Lilly avança sobre o promissor mercado de CAR-T in vivo com acordo bilionário
A Eli Lilly anunciou a aquisição da Orna Therapeutics por um valor que pode chegar a US$ 2,4 bilhões, tornando-se a mais recente grande farmacêutica a apostar no promissor mercado de terapias CAR-T in vivo.
Com sede em Massachusetts, a Orna desenvolve terapias baseadas em RNA circular projetado. Seu principal candidato, o ORN-252, direcionado ao CD19, já está pronto para iniciar estudos clínicos e tem como foco o tratamento de doenças autoimunes mediadas por células B. A Lilly não detalhou quanto do montante total será pago inicialmente e qual parcela dependerá do cumprimento de marcos clínicos e regulatórios.
A tecnologia da Orna combina RNA circular modificado com nanopartículas lipídicas (LNPs) para gerar células CAR-T diretamente no organismo do paciente, eliminando etapas complexas do processo ex vivo tradicional. Segundo a Lilly, dados preliminares indicam que a plataforma pode permitir uma expressão mais duradoura de proteínas terapêuticas, abrindo caminho para aplicações que não seriam viáveis com as tecnologias atuais de terapia celular ou RNA.
Com a aquisição, a Lilly passa a controlar uma plataforma ampla de engenharia celular in vivo, reforçando sua estratégia de longo prazo em medicina genética e terapias celulares.
O movimento segue uma tendência do setor. Nos últimos meses, empresas como Gilead, AbbVie, Bristol Myers Squibb e AstraZeneca também realizaram aquisições bilionárias voltadas a tecnologias CAR-T in vivo e terapias baseadas em RNA. Já havia sinais do interesse da Lilly nesse campo quando a companhia anunciou a contratação de um diretor especializado em biologia CAR-T no ano passado.
De acordo com Francisco Ramírez-Valle, chefe de pesquisa em imunologia e desenvolvimento clínico inicial da Lilly, as terapias CAR-T autólogas já demonstraram potencial relevante em doenças autoimunes, mas sua complexidade operacional e custo elevado limitam o acesso. A proposta da Orna é simplificar esse processo ao gerar as células modificadas diretamente no corpo do paciente.
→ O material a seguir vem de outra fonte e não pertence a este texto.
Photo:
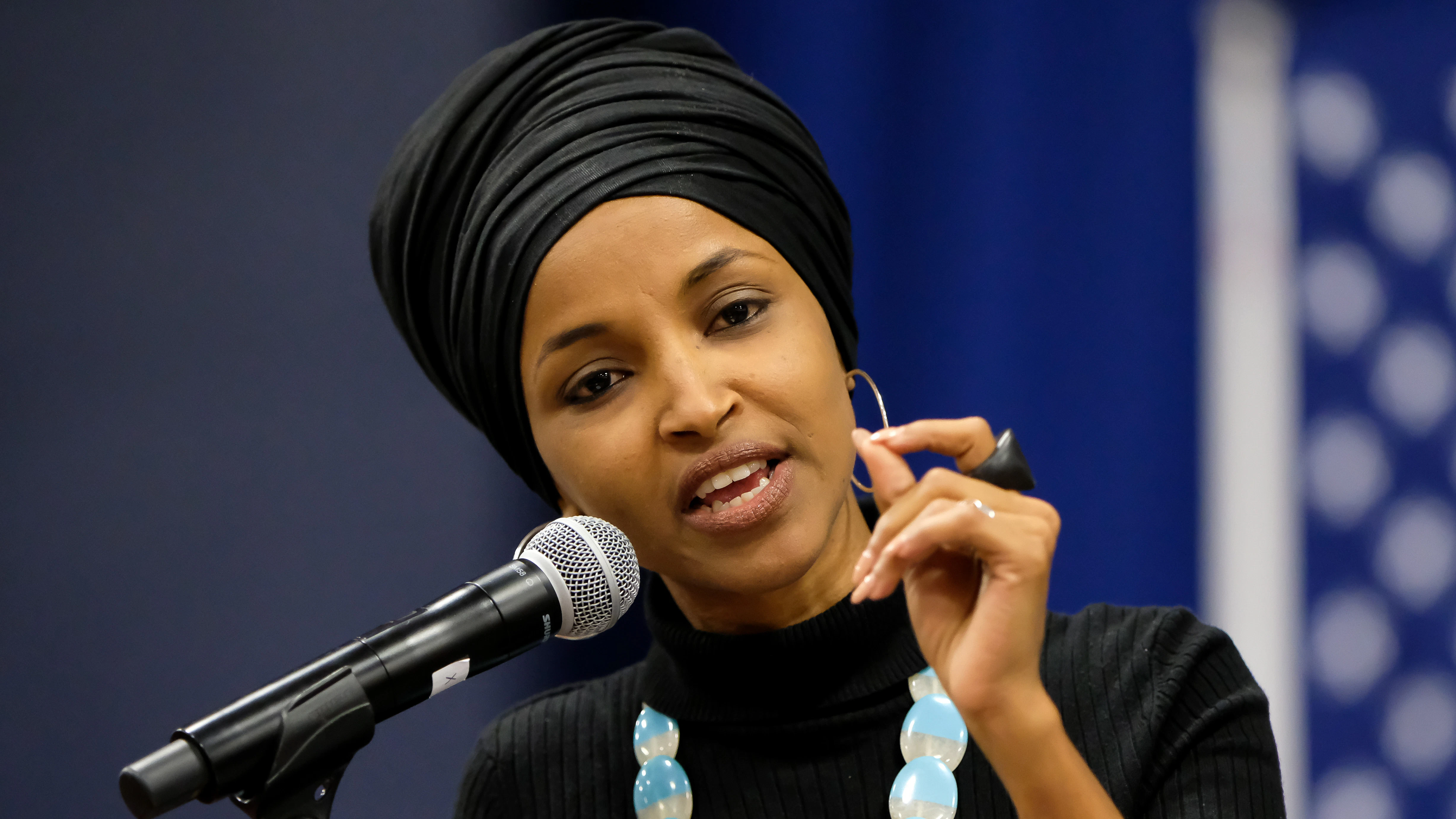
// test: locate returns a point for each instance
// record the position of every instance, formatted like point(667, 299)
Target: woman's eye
point(595, 385)
point(737, 314)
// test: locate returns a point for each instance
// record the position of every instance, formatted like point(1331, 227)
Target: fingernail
point(864, 557)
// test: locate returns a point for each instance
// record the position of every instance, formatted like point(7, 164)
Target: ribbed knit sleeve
point(1165, 712)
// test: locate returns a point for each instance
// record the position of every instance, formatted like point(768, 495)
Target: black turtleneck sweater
point(806, 722)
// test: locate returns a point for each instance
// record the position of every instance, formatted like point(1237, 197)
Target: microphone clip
point(322, 731)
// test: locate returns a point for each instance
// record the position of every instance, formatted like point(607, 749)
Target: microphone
point(573, 578)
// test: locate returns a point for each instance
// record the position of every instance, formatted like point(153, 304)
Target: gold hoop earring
point(884, 419)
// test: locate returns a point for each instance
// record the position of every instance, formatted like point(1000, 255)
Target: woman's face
point(683, 384)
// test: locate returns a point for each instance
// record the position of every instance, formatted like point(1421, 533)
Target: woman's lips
point(765, 502)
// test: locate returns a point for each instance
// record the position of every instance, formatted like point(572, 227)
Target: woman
point(625, 261)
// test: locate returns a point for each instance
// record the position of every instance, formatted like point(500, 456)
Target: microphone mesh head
point(598, 566)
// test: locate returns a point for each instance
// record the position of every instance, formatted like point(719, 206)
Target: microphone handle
point(233, 750)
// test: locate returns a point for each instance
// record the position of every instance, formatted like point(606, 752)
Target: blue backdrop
point(1021, 183)
point(220, 461)
point(1375, 101)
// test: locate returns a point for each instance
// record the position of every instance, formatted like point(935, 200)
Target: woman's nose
point(695, 401)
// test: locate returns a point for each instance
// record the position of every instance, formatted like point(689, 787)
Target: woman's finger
point(953, 486)
point(889, 473)
point(963, 528)
point(968, 441)
point(1020, 544)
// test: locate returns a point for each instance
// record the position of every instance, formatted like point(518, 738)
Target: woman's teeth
point(743, 499)
point(733, 476)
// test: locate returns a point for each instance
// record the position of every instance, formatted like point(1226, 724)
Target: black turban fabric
point(541, 132)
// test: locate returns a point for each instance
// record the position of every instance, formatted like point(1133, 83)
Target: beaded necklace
point(933, 741)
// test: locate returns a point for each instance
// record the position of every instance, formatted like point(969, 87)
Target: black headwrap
point(541, 132)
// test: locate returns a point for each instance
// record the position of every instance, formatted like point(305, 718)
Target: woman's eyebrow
point(570, 337)
point(715, 263)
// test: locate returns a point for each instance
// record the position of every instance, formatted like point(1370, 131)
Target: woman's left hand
point(976, 562)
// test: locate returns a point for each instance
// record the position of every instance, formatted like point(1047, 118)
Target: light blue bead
point(937, 716)
point(654, 734)
point(924, 788)
point(651, 723)
point(660, 779)
point(925, 683)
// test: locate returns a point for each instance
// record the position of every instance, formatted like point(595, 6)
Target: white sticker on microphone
point(449, 675)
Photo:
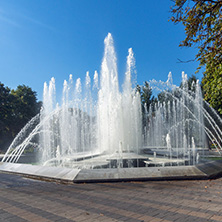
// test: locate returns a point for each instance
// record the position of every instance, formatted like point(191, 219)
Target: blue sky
point(54, 38)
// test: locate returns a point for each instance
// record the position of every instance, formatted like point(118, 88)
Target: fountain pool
point(105, 133)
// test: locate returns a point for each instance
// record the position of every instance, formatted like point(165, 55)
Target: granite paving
point(25, 199)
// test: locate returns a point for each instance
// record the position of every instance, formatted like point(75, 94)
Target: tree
point(17, 107)
point(212, 86)
point(203, 27)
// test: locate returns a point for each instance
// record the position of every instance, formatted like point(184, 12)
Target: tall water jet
point(100, 125)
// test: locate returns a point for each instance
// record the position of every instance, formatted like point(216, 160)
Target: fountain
point(102, 132)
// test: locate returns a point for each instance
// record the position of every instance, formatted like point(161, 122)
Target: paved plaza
point(23, 199)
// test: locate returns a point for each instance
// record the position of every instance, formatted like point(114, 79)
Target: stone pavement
point(23, 199)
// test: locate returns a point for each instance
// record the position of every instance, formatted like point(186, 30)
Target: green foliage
point(212, 87)
point(17, 107)
point(202, 20)
point(203, 26)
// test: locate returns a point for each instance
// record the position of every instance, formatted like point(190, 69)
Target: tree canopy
point(17, 107)
point(202, 20)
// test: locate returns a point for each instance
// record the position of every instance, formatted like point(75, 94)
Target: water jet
point(100, 132)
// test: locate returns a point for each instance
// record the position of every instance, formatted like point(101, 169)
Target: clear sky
point(40, 39)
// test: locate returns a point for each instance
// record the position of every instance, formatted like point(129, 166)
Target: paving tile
point(30, 200)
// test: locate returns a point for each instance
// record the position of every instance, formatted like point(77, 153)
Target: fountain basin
point(209, 170)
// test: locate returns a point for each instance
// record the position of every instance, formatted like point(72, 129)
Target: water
point(100, 125)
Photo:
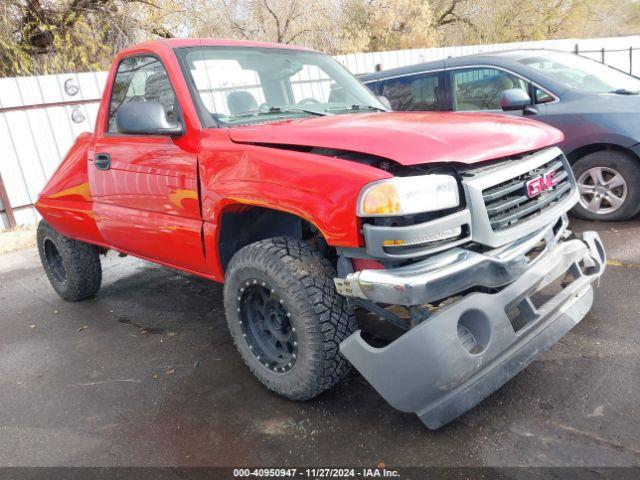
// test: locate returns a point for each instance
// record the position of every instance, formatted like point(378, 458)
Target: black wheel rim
point(54, 260)
point(266, 326)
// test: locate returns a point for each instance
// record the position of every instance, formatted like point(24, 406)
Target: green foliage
point(52, 36)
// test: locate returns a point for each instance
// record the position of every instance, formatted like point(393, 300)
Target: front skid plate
point(429, 372)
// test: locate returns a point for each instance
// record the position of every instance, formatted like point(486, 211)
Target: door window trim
point(105, 127)
point(444, 96)
point(556, 99)
point(449, 86)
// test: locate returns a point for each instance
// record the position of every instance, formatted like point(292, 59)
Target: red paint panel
point(320, 189)
point(411, 138)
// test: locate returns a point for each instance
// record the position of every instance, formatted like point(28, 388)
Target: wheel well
point(580, 152)
point(241, 225)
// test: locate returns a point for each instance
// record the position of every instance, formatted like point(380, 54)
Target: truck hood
point(409, 138)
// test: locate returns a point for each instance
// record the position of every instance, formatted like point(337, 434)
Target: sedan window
point(481, 88)
point(415, 92)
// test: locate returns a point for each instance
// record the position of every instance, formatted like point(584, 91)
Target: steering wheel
point(307, 101)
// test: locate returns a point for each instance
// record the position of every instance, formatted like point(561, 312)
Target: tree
point(44, 36)
point(375, 25)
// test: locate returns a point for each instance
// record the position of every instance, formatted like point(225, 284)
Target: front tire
point(73, 267)
point(609, 186)
point(286, 318)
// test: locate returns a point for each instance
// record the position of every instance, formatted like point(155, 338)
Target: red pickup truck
point(271, 169)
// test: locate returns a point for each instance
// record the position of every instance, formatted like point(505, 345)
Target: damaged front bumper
point(457, 357)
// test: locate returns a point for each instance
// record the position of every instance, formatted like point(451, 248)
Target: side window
point(542, 96)
point(416, 92)
point(481, 88)
point(141, 79)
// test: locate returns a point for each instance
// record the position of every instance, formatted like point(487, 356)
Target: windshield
point(584, 74)
point(240, 85)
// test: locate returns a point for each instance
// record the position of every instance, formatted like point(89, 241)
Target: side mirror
point(145, 118)
point(385, 102)
point(514, 99)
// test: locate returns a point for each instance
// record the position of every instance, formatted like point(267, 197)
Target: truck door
point(145, 187)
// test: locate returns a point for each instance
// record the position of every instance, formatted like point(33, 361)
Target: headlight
point(408, 195)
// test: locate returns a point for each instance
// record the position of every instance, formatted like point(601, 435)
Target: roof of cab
point(500, 56)
point(213, 42)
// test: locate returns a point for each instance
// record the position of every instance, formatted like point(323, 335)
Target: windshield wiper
point(272, 110)
point(624, 91)
point(359, 107)
point(297, 110)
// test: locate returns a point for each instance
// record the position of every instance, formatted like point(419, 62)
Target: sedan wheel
point(602, 190)
point(608, 185)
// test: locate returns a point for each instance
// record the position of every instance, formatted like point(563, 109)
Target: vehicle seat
point(241, 102)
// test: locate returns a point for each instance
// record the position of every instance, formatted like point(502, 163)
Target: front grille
point(509, 203)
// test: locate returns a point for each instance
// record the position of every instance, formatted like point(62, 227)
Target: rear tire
point(611, 168)
point(286, 318)
point(73, 267)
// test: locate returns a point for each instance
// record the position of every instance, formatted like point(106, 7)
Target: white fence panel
point(41, 116)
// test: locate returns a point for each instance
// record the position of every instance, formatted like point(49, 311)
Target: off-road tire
point(627, 167)
point(74, 271)
point(303, 279)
Fundada em 2021 com um aporte inicial de US$ 100 milhões, a Orna nasceu a partir de pesquisas conduzidas no MIT. Desde então, levantou US$ 221 milhões em rodada Série B, firmou parcerias com empresas como Merck e Vertex e adquiriu a Renegade Therapeutics em 2024.
A aquisição integra uma sequência de movimentos estratégicos da Lilly, impulsionada pelo forte desempenho comercial de medicamentos como o Mounjaro. Recentemente, a empresa também adquiriu a Verve Therapeutics, a Ventyx e a Adverum Biotechnologies, reforçando sua ambição de consolidar-se como um dos principais polos globais de inovação biofarmacêutica.